Selling Sports Equipment
When teenage slackers want to get hooked up with the “dopest” gear, they have quite a selection of catalogs from which to choose.
One newcomer is attracting attention. Monsterskate.com is created with flippant copy, detailed product specifications and hundreds of branded skating products. The mission of Monsterskate.com is to produce stellar Web site editorial, photography and entertainment that is leveraged to create a direct mail piece that has long shelf life and the ability to sell.
Monsterskate is the sister publication of Swell.com and Crossrocket.com, which serve surfing and snowboarding customers, respectively. Swell.com is the company’s flagship publication.

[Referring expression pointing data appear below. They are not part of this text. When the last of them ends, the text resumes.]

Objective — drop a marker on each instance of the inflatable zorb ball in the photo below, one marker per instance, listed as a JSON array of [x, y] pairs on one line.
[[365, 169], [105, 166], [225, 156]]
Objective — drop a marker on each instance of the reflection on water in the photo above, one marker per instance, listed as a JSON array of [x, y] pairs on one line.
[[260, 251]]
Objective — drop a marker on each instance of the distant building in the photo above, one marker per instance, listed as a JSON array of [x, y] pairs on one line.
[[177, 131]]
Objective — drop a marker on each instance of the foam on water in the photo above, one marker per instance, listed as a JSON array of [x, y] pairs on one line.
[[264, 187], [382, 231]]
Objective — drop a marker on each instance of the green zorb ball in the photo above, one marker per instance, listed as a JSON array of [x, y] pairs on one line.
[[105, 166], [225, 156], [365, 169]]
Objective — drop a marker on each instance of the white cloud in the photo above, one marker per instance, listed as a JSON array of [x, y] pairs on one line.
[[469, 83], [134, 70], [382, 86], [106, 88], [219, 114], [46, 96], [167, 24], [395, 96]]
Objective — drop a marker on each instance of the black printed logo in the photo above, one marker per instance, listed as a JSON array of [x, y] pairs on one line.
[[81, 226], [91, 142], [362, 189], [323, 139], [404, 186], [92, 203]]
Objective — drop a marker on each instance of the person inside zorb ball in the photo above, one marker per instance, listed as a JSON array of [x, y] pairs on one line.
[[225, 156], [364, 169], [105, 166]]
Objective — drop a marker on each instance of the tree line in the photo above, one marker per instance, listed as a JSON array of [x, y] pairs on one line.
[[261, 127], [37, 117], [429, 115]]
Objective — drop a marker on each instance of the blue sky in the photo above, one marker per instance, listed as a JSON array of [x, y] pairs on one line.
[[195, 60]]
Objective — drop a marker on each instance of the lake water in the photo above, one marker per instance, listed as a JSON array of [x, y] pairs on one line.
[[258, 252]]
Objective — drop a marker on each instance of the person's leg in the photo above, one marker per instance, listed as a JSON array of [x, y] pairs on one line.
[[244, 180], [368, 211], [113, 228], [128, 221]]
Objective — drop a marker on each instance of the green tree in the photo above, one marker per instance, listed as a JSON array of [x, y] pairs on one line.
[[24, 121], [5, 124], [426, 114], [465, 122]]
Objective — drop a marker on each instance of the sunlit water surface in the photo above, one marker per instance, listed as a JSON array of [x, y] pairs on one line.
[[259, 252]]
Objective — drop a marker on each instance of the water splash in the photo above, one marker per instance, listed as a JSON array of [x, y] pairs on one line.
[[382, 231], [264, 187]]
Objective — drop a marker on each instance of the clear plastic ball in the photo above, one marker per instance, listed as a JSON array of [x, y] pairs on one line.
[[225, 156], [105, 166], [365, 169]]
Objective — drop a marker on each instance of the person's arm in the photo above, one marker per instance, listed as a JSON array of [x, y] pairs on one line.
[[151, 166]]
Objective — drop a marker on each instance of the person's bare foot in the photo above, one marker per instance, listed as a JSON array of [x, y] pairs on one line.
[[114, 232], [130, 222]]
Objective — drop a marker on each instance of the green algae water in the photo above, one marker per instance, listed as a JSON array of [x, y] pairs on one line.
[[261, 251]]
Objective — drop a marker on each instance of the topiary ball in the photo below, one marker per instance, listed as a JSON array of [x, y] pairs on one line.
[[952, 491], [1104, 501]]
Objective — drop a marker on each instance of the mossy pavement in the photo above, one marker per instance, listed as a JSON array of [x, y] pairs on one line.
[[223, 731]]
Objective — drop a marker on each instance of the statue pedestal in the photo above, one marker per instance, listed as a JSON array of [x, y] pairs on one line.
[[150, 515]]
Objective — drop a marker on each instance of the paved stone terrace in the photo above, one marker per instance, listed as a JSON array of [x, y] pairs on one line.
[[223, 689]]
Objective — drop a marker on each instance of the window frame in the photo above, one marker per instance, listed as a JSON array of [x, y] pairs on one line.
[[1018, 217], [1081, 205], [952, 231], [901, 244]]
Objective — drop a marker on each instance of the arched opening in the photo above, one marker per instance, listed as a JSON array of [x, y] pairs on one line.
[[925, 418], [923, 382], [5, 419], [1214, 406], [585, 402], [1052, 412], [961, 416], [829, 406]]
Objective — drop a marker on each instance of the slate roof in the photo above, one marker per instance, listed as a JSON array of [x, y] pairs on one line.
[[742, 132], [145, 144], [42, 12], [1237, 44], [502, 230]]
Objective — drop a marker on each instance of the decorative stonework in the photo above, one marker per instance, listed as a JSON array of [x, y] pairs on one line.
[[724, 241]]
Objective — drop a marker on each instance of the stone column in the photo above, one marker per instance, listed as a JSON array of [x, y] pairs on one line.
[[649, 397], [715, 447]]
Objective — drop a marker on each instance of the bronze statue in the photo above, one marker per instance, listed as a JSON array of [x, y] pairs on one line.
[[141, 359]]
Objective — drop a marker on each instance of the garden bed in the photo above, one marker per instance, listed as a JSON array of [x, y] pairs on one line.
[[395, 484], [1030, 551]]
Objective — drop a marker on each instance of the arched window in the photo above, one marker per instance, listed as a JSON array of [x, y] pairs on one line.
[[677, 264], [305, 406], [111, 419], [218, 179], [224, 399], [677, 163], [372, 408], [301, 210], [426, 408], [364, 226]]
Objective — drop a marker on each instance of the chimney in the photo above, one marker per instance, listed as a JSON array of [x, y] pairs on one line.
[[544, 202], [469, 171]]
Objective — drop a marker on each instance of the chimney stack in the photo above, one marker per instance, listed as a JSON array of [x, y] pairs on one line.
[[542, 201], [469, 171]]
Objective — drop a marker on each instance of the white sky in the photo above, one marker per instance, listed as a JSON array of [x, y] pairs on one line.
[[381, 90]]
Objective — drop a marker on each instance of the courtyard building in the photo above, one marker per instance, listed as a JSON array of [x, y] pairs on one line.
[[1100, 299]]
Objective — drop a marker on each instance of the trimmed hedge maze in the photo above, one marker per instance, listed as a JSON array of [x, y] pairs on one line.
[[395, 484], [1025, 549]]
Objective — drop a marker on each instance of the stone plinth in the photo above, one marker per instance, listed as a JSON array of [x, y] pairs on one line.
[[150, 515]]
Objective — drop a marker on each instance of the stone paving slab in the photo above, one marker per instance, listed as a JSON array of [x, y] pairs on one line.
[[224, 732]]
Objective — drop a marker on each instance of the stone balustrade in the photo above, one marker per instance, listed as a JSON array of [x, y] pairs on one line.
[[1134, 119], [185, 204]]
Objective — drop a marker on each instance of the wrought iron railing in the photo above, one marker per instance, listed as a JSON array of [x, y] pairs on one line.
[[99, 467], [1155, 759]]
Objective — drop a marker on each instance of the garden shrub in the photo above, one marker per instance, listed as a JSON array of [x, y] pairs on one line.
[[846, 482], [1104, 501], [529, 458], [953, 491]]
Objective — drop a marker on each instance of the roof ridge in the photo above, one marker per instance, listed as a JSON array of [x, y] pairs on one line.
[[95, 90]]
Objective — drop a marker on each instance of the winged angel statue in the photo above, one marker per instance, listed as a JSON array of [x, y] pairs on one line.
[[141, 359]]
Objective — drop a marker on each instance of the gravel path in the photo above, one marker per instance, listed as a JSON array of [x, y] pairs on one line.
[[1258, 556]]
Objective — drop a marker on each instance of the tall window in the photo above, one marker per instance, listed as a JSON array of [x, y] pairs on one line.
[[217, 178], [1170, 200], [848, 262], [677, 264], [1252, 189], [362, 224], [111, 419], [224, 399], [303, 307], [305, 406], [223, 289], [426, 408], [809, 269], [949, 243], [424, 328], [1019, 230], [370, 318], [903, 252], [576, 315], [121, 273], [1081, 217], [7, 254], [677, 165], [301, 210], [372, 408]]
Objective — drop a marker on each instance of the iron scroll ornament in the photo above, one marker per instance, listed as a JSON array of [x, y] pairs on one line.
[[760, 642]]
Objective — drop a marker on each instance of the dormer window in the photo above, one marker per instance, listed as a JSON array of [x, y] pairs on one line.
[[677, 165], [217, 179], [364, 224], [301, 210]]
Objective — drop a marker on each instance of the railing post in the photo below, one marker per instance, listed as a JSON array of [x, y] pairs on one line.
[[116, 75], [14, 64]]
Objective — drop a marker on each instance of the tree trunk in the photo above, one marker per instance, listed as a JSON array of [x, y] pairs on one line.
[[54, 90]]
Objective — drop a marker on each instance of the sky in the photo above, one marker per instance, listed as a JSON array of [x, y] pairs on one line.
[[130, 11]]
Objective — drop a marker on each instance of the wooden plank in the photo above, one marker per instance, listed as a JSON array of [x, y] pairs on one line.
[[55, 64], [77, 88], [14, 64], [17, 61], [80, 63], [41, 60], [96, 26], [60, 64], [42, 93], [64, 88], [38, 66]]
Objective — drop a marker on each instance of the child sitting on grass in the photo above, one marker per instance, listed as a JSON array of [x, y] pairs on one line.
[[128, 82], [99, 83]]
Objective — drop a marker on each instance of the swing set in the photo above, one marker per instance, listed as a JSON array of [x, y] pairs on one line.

“Swell.com started in January 2000 as an Internet e-zine, but commerce has always been a part of the equation and revenue structure,” says Catalog Manager Kevin Donley. “Basically, the premise is to take the wealth of knowledge that we have in terms of media and parlay it into an Internet commerce component and print catalog.”
While skateboarding’s median age is 16, its customer base ranges from 11 to 40. And the market is vast: An estimated 8 million skaters live in the United States and about 16 million worldwide.
Skateboarders are a fashion-conscious, technically demanding, brand-oriented, impressionable bunch. Their brand-driven buying is largely a function of the skateboarding industry. Typical of most action sports, athletes are sponsored by equipment manufacturers, and fans want to emulate the pros. According to Forrester Research, heavily branded, high-style products, such as action sports apparel, are among the most Web-friendly merchandise categories. Online apparel sales are predicted to grow to $22.5 billion by 2004.
Monsterskate launched its Web site in early 2000 and put out its first catalog near the end of that year. At only 50 pages in a 4˝x8˝ format, the catalog is a mere shadow of the Monsterskate.com Web site in offerings and mission.